Since the accuracy is not so meaningful in this case. I use Scikit-Learn to compute the Precision-Recall curve and ROC curve in order to evaluate the model performance.
But I found both of the curves would be a horizontal line when I use Random Forest with a lot of estimators, it also happens when I use a SGD classifier to fit it.
The ROC chart is as following:
And the Precision-Recall chart:
Since Random Forest behaves randomly, I don't get a horizontal line in every run, sometimes I also get a regular ROC and PR curve. But the horizontal line is much more common.
Is this normal?
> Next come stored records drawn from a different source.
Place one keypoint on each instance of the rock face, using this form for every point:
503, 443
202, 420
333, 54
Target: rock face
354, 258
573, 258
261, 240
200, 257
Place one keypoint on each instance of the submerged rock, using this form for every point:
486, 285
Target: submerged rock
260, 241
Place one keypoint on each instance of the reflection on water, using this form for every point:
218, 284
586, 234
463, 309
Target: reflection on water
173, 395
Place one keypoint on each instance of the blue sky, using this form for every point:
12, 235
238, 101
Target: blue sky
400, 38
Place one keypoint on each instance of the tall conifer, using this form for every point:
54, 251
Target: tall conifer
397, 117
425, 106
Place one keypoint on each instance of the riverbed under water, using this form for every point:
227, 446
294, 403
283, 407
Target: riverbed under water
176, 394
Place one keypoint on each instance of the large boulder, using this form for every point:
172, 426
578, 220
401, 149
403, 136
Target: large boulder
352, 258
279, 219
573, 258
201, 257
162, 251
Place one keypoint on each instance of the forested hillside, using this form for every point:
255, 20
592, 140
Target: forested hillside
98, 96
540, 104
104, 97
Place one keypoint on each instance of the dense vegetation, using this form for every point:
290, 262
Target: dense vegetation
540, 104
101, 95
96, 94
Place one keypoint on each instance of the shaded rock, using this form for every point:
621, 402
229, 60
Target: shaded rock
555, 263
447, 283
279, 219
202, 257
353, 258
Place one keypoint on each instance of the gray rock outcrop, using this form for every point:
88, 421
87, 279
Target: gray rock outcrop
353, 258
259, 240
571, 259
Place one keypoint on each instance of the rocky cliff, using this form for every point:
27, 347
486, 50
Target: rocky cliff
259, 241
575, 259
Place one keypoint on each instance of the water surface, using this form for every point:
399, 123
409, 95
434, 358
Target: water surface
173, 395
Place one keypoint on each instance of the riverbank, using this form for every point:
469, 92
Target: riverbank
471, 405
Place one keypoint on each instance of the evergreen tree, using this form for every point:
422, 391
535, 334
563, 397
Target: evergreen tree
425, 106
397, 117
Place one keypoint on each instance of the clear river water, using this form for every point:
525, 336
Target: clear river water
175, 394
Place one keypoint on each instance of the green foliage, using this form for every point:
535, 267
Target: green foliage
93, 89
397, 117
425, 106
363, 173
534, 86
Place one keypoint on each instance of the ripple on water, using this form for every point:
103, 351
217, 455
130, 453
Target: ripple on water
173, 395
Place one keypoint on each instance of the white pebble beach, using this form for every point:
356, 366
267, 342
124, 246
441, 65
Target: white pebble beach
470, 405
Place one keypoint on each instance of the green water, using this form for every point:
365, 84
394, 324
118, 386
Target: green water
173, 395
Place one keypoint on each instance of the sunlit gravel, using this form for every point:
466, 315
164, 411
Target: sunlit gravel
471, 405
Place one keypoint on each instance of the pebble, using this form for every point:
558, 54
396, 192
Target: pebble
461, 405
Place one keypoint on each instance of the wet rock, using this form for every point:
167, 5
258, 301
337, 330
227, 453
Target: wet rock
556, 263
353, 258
Or I made some mistakes in my code?
Here is the snippet of my code:
classifier.fit(X_train, Y_train)
try:
scores = classifier.decision_function(X_test)
except:
scores = classifier.predict_proba(X_test)[:,1]
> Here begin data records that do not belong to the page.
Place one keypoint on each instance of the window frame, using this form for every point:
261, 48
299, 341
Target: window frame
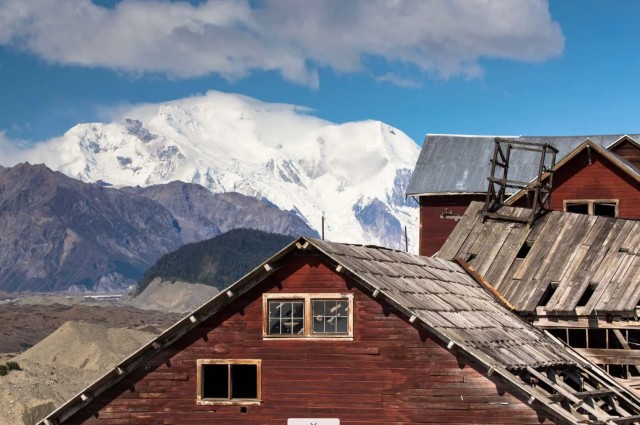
591, 205
307, 299
228, 401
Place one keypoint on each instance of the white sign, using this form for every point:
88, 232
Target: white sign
311, 421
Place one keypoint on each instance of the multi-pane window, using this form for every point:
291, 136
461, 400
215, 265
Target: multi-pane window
601, 207
330, 316
308, 315
286, 317
228, 381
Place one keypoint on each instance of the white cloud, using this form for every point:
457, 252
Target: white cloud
441, 38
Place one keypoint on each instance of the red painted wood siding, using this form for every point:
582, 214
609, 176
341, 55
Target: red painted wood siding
435, 230
600, 180
391, 373
628, 151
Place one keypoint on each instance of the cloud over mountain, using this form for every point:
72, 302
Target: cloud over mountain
441, 38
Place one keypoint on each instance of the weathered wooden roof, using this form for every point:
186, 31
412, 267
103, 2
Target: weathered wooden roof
441, 297
625, 166
569, 252
460, 164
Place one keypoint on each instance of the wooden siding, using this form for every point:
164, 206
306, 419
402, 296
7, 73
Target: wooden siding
435, 230
392, 373
600, 180
628, 151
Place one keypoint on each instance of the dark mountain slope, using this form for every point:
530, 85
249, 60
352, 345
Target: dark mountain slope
57, 232
202, 214
216, 262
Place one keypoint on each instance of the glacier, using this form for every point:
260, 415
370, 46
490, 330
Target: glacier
354, 174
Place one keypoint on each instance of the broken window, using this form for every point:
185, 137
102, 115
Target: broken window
577, 207
604, 209
584, 299
599, 207
524, 249
308, 315
228, 381
330, 316
286, 317
548, 293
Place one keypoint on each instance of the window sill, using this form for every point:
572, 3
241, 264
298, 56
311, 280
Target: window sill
213, 402
307, 338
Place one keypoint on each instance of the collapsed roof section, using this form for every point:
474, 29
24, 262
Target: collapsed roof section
564, 263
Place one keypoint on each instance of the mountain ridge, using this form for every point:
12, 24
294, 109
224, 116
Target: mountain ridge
58, 233
273, 152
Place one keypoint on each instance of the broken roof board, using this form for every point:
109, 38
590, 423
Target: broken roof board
441, 295
571, 251
461, 164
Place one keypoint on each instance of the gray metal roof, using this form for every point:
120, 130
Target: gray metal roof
443, 296
574, 251
460, 164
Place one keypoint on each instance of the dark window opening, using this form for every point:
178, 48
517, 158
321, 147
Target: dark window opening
548, 293
215, 381
619, 371
561, 334
633, 338
286, 317
597, 338
229, 381
330, 316
604, 209
578, 338
614, 342
578, 208
524, 250
244, 379
584, 299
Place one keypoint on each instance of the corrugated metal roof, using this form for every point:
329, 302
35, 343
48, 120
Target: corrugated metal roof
569, 251
460, 164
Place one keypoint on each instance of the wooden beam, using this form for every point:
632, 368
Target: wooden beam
483, 282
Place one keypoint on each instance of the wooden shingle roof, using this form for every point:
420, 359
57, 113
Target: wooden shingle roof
570, 255
443, 296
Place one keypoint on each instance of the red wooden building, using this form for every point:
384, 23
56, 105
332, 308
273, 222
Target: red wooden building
452, 171
361, 334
precision, recall, _ = precision_recall_curve(Y_test, scores, pos_label=1)
average_precision = average_precision_score(Y_test, scores)
plt.plot(recall, precision, label='area = %0.2f' % average_precision, color="green")
plt.xlim([0.0, 1.0])
plt.ylim([0.0, 1.05])
plt.xlabel('Recall')
plt.ylabel('Precision')
plt.title('Precision Recall Curve')
plt.legend(loc="lower right")
plt.show()
Yes, you can. If you perfectly separate the data into two piles, then you go vertically from zero to 1 true-positive-rate without any false positives (the vertical line) as your threshold passes over your pile of true positives, then from 0 to 1 false-positive-rate as your threshold passes over your pile of true negatives.
If you can get the same ROC curve from a test set, you are golden. If you can get the same ROC curve evaluated on 5 different k-fold cross validation test sets, you are platinum.